Une fois établie, l’occupation israélienne a expulsé les deux tiers du peuple palestinien. Il reste un tiers, dont beaucoup d’Israéliens veulent aussi l’expulsion. Pourtant, Israël ne peut pas utiliser les outils de nettoyage ethnique utilisés dans le passé. Il peut toutefois utiliser de nombreuses stratégies et de nombreux châtiments pour tuer la volonté des Palestiniens et en faire alors l’ombre d’êtres humains.
Les Palestiniens en sont conscients et tentent de bien des façons créatives de maintenir leurs objectifs, malgré la volonté israélienne de nous tuer psychologiquement, en tant qu’individus et en tant que communauté.
Middle East Eye : N’y-t-a-il pas un paradoxe, la société palestinienne doit faire vivre une mémoire pour faire vivre une culture et un peuple. Mais cette mémoire est en soi traumatique. Comment garder la mémoire sans alimenter le trauma ?
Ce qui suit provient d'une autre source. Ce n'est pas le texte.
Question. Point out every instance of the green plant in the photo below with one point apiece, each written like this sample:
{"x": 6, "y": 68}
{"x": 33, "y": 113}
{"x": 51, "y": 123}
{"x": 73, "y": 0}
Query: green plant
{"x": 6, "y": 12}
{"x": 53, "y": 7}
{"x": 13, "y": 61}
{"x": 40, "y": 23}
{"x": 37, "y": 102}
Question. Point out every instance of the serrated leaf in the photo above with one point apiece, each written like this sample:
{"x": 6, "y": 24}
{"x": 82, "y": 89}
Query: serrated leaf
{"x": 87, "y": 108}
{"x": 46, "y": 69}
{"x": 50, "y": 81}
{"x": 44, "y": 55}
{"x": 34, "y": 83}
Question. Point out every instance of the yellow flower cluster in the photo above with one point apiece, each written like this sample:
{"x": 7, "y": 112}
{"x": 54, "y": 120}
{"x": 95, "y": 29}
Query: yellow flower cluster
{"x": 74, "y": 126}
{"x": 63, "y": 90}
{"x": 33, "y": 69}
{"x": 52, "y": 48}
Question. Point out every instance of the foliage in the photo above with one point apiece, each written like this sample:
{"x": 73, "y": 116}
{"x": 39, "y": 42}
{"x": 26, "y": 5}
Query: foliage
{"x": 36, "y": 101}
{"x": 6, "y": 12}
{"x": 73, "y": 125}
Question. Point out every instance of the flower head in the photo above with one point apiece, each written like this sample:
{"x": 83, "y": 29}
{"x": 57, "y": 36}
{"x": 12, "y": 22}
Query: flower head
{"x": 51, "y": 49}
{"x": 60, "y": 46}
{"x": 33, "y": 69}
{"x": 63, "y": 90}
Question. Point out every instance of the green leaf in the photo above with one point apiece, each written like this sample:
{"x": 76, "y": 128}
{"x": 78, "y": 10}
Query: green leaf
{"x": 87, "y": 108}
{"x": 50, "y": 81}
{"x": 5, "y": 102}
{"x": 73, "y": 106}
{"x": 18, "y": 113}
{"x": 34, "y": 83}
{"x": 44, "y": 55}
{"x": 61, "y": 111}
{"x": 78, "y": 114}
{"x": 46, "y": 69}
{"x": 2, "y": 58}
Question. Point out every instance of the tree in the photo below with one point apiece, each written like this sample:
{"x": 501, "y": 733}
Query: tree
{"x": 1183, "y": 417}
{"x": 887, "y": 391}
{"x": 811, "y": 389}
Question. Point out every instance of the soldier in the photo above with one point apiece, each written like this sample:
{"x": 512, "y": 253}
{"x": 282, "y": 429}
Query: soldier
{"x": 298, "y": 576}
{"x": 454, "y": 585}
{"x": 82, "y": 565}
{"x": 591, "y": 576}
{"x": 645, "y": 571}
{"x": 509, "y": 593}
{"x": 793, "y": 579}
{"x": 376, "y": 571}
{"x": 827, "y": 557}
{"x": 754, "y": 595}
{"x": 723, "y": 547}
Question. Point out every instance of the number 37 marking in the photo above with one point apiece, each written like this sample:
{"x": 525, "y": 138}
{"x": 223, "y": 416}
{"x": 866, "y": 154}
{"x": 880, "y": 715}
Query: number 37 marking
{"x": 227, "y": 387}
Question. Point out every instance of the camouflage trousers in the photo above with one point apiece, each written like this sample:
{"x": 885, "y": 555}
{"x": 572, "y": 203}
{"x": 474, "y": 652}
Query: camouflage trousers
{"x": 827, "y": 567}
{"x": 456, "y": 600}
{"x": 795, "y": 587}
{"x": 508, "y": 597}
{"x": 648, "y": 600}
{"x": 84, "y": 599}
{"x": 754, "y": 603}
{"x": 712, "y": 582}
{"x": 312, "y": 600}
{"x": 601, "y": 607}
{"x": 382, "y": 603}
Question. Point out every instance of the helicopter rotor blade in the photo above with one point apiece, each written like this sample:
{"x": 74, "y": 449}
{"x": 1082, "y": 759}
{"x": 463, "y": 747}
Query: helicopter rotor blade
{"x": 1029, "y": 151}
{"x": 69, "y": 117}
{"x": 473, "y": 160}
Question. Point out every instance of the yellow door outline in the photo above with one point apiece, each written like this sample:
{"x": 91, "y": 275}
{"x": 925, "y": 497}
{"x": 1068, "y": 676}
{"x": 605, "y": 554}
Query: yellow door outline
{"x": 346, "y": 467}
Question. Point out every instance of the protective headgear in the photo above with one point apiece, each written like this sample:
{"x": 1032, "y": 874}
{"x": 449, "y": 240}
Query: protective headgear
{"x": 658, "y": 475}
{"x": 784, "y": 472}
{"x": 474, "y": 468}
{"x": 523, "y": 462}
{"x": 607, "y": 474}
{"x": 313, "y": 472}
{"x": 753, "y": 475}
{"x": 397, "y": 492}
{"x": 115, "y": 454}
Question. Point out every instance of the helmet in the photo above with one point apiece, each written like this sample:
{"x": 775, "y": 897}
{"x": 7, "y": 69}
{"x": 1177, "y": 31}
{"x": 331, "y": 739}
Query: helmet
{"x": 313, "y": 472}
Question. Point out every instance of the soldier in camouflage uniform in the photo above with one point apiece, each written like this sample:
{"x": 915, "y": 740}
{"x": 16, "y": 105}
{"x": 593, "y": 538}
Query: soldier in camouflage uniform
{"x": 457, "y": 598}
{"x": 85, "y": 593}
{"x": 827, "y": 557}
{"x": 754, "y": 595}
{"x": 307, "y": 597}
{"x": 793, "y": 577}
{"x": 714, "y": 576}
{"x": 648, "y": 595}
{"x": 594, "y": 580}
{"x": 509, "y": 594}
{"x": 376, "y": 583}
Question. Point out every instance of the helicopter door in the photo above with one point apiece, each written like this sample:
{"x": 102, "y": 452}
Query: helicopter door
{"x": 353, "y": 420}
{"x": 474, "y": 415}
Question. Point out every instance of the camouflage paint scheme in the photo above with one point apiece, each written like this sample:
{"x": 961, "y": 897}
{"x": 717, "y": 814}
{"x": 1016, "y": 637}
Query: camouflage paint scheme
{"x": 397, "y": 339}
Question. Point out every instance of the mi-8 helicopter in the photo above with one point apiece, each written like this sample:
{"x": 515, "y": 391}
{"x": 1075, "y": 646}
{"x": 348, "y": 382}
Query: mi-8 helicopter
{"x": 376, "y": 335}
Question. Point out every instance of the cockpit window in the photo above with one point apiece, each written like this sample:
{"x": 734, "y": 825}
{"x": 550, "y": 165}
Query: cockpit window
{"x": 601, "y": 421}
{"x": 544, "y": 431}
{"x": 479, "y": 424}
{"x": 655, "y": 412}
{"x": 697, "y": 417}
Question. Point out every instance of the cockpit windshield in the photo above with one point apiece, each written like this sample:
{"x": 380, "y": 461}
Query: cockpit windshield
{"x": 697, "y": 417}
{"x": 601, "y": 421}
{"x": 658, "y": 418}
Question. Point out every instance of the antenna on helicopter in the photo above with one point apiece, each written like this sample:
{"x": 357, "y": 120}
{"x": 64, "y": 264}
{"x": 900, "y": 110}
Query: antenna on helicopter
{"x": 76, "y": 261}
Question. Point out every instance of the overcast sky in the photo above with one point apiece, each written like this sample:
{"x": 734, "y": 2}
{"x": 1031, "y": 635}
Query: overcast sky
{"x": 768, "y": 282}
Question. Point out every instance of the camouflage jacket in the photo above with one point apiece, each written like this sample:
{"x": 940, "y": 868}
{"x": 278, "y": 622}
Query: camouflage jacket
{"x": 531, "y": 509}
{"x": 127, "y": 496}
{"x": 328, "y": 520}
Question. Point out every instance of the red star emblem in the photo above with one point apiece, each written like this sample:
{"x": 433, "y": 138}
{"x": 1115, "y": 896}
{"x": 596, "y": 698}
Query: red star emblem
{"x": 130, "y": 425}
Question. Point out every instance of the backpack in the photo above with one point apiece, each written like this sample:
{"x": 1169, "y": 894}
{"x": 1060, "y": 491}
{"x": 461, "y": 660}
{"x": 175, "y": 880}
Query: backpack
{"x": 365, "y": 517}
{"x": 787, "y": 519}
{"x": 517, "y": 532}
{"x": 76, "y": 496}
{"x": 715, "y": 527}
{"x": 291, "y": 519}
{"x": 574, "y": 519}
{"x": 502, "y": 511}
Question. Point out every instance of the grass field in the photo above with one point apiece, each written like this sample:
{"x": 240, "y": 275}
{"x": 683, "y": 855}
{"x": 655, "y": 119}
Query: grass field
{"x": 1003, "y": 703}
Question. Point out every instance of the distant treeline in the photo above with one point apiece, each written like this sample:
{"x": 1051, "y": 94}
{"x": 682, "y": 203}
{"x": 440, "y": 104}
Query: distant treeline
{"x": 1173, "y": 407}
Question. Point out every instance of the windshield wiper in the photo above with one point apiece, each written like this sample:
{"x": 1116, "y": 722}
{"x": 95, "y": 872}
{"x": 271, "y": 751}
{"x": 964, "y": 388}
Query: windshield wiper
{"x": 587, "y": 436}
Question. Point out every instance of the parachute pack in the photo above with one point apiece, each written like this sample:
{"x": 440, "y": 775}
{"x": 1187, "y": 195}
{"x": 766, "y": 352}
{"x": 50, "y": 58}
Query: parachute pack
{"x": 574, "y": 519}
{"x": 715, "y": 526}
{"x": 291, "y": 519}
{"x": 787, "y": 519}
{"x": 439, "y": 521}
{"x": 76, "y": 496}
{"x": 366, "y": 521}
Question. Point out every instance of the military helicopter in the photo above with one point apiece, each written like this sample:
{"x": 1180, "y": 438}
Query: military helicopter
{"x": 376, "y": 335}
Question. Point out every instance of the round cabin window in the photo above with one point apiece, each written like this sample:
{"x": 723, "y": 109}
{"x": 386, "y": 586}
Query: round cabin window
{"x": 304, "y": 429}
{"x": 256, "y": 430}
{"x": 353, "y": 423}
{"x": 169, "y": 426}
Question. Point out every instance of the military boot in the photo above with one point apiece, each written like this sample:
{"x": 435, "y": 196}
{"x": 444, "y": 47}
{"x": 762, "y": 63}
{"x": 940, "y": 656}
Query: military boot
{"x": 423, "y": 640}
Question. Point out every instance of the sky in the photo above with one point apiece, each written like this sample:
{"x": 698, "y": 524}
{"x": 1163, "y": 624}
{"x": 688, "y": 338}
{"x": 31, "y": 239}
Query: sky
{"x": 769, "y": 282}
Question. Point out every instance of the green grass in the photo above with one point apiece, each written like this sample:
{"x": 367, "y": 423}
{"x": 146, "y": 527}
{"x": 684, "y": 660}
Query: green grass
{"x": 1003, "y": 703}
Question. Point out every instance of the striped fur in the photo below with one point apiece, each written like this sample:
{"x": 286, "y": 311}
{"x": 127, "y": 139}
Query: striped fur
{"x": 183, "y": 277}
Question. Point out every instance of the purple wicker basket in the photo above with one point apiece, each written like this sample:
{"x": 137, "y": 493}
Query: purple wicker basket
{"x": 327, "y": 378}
SJ : Un traumatisme psychologique nait du sentiment d’être sans aide et sans défense devant ce qui s’est passé. Il n’y a aucun moyen de supprimer le traumatisme de l’esprit des gens. Même si nous semblons l’oublier, il continuera à nous affecter. Mais c’est le sens que nous donnerons à ce traumatisme qui peut permettre la guérison, la façon dont les gens se saisissent du traumatisme, individuellement et collectivement.
Ceux qui vivent un événement traumatique ne sont pas tous victimes du SSPT. Ce sont ceux qui se sentent lésés, rendus impuissants par l’expérience traumatique, qui souffrent le plus. Le traumatisme perdure, dans la confusion et l’absurdité. Mais les Palestiniens puisent dans la lutte politique, la spiritualité et la philosophie pour donner un sens à leur expérience traumatique.
Middle East Eye : La résistance participe-t-elle d’un processus de sens à donner face à la colonisation ? Est-elle une forme de résilience ?
SJ : Exactement, la résistance en Palestine est aussi une résilience. Mais pas que cela. Les gens qui tiennent leurs objectifs, qui savent analyser la situation qui leur est imposée, montrent ainsi leur santé mentale. Ils aident aussi, par l’exemple qu’ils donnent, les personnes qui se sentent impuissantes. Cette résilience indique que le peuple palestinien est une nation vivante et non une nation morte.
L’occupation et ses alliés occidentaux veulent que les Palestiniens se résignent complètement. Ils se trompent eux-mêmes ; l’insouciance n’est pas la paix. À tout moment, les actes de capitulation des Palestiniens peuvent devenir une vengeance.
Ce que j’espère pour les Palestiniens est qu’ils s’engagent dans une résistance légitime et morale. Ne pas s’engager dans des actions impulsives occasionnelles motivées par la vengeance. Il devrait s’agir d’une résistance intelligente, moralement justifiée, durable, plurielle, ancrée dans les droits de l’homme et la justice. De telle façon que cette résistance aide la majorité des Palestiniens à vouloir aussi y participer.